Artificial Intelligence can solve the issue of sustainable data reporting
Hypothetically, you have the option to either invest in firm A or in firm B. Both these firms have an impressive growth trajectory and are witnessing consistent profitability at more or less similar rates. As an investor, you are likely to get confused about where to channel your investment. You start looking at each firm’s annual reports. You find that from a business perspective, both firms may be doing equally well but in addition, firm A is making conscious efforts towards putting in place a circular economy and firm B isn’t. This information might play a key role in your decision to invest. What seemed like a tough call gets resolved instantaneously. You choose firm A.
In recent years, Environmental Social and Governance (ESG) investing has gained incredible momentum in the context of heightened concerns surrounding climate change and the pandemic. As an investment strategy, ESG investing entails a keen assessment of the environmental, social and governance factors by investors alongside several financial factors.
While ESG reporting has been prevalent in India since 2009, in May 2021, SEBI introduced a new ESG reporting structure, Business Responsibility and Sustainability Report (BRSR). Under BRSR, the top 1000 listed entities are mandated to disclose their sustainability performance in great detail.

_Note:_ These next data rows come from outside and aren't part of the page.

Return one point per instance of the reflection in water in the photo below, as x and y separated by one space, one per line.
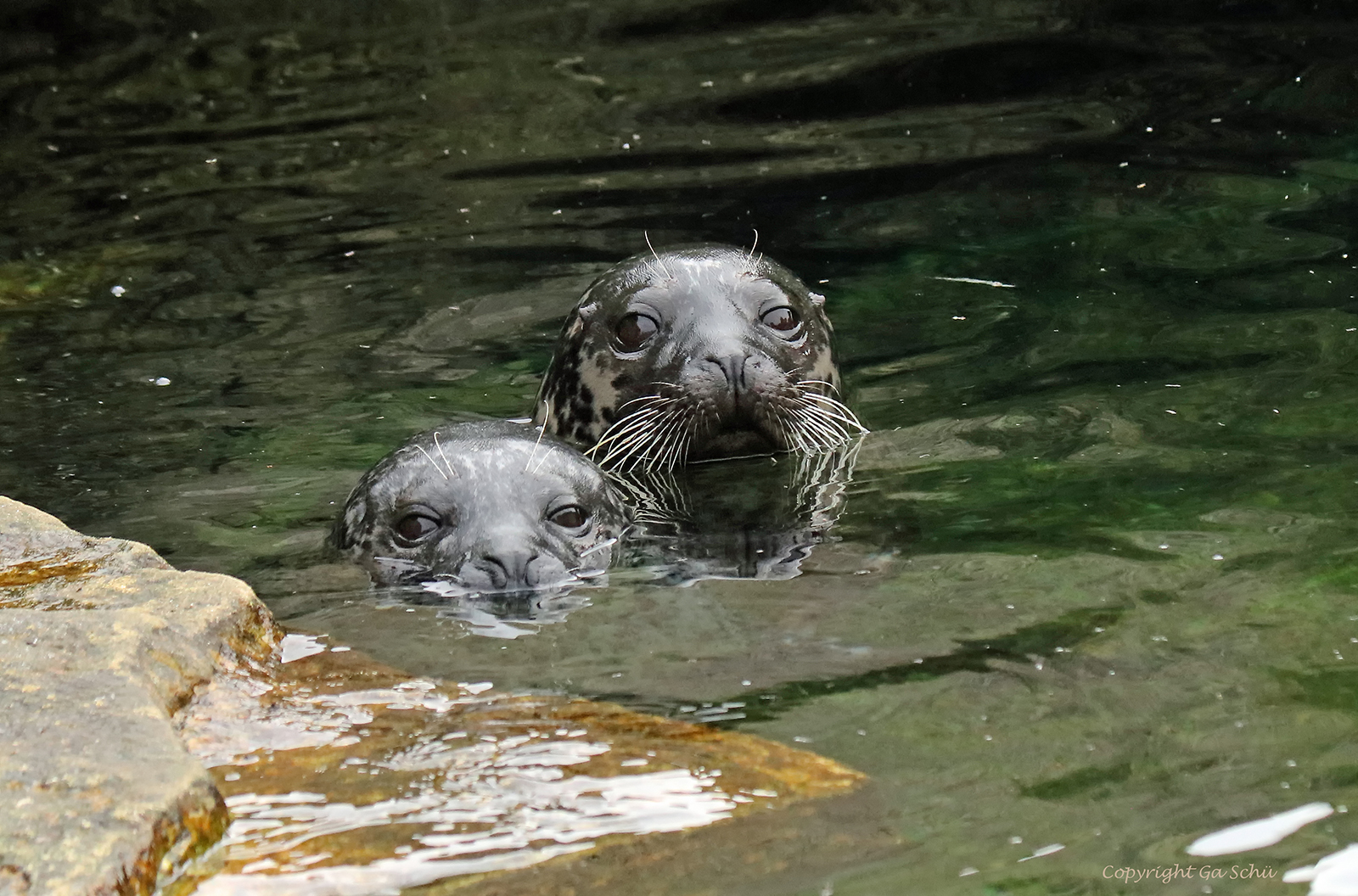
751 519
502 615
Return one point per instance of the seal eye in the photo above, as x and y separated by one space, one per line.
635 330
570 516
783 319
416 527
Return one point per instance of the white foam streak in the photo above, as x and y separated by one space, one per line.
1255 835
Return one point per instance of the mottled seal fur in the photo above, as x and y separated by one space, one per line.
482 507
690 353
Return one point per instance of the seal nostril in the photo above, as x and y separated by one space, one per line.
732 368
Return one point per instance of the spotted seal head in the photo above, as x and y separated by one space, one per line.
482 507
690 353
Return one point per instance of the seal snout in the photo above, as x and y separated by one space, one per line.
509 567
732 368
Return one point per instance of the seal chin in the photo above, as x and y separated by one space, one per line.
735 443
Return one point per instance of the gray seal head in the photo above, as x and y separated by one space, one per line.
690 353
484 507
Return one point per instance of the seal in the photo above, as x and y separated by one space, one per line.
692 353
482 508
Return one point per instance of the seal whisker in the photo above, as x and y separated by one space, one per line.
656 255
837 409
536 445
656 445
631 443
432 462
597 547
624 428
439 445
826 384
629 423
828 414
643 398
822 432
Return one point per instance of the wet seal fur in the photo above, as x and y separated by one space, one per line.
690 353
482 508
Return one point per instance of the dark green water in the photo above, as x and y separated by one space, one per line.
1097 567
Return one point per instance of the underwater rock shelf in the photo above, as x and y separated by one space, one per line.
101 642
149 714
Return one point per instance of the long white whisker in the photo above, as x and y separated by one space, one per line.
439 445
656 255
541 434
432 462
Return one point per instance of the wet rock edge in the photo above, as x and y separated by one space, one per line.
101 642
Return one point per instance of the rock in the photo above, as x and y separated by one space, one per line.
99 642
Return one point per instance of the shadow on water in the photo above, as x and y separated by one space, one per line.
1092 275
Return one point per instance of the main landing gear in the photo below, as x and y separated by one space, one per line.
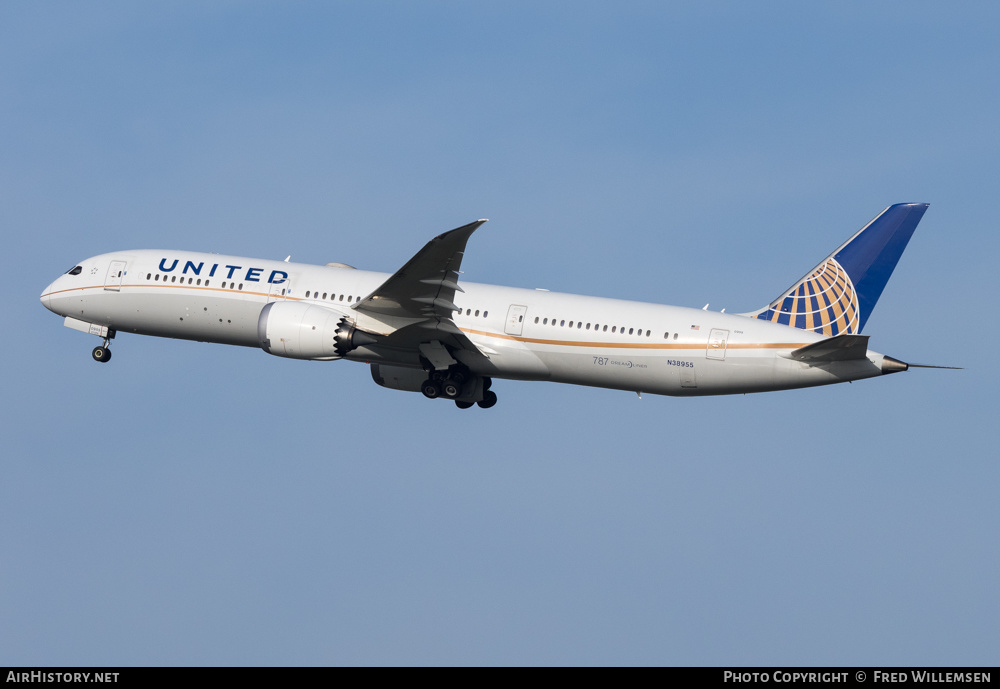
459 384
103 352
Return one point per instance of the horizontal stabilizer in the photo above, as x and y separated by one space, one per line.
839 348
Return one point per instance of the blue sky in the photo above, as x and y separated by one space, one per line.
200 504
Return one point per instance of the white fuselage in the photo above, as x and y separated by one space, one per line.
524 334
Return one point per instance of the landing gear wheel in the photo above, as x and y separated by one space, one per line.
431 389
451 388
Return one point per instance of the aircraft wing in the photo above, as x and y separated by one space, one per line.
425 287
423 293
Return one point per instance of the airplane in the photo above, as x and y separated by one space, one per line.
421 331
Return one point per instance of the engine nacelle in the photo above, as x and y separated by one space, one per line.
300 331
399 377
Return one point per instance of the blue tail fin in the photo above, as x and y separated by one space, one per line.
837 296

An in-depth overview of their ESG risks and opportunities, approaches to mitigate the risks along with financial implications of the same are included in this report.
However, a key concern that plagues ESG reporting is ‘greenwashing’. Enterprise executives often seem to boast about their ESG considerations more than the actual on-the-ground scenario. Oftentimes, the data they provide with respect to ESG parameters are highly biased or immaterial. The demotivation to invest in such ESG-centric aspects is likely driven by the understanding that although these initiatives may be sound environmentally, socially and governance-wise, they typically aren’t of any material use to the company’s business as a whole.
Additionally, the lack of data makes it more challenging for the investors to accurately assess the risks and benefits associated with investing in an ESG-compliant venture. A 2021 joint study “Climate Leadership in the Eleventh Hour” by United Nations Global Compact and Accenture found that 63% of CEOs opine that the difficulty in measuring ESG across the value chain is a barrier to sustainability in their industry.
But what is the solution? Should the lack of reliable data render ESG reporting susceptible to greenwashing?
Well, definitely not. With its rapid developments, technology today can resolve the most pressing challenges faced by humanity. In this case as well, artificial intelligence might be the way out.
Integrating AI in assessing ESG landscape
Artificial Intelligence that simulates human intelligence to perform day to day human tasks can act as a catalyst for ESG investment by filtering out essential data on ESG metrics that investors currently lack.
AI can find out very fine-grain nuggets of information from massive unstructured databases swiftly to provide accurate details to prospective investors.
A key challenge with regard to ESG metrics is that much of the data that is relevant lies across the entire supply chain. The data doesn’t relate solely to the organisation but also to its suppliers and the supplier of its suppliers and so on. Thus, consolidating them at one place to give a valuable insight for investors is decidedly a herculean task to undertake.
In such scenarios, AI can be of immense help. It can help glean relevant data, manage it, draw appropriate insights from it and, eventually, operationalise it.
It is notable that several ESG investors also consider AI due to its rapidly evolving potential with respect to sentiment analysis. In sentiment analysis, AI algorithms allow computers to analyse the tone, type, context, pattern and texture of a conversation. Using natural language processing, these algorithms identify parts of a conversation where a CEO or any other top executive from a certain firm discusses ESG-related topics. Once identified, the algorithms draw inference about how committed a firm is to ESG criteria. This carefully curated sentiment analysis not only allows prospective investors to make effective decisions but also helps keep greenwashing in check.
The rising relevance of ESG in investment decisions and the potential of AI, machine learning, big data analysis and natural language processing in guiding such decisions has led to the emergence of several ESG analytics firms.
Futurescape, Environment Social Governance Data and Solutions and ESG Risk and Assessments Insights are some of the organisations engaged in ranking companies with regard to ESG. In 2021, the rating agency CRISIL launched environmental, social and governance (ESG) scores for 225 companies across 18 sectors in India.As data sources continue to evolve and complicate the processes of generating a standard ESG report, AI algorithms are expected to improve the quality, quantity and reliability of the collated data to consequently improve the overall accuracy of sustainable data reporting. Incorporating AI in investment decisions could help accelerate the pace towards realising sustainable development goals while doing away with the current risks and challenges associated with ESG investing.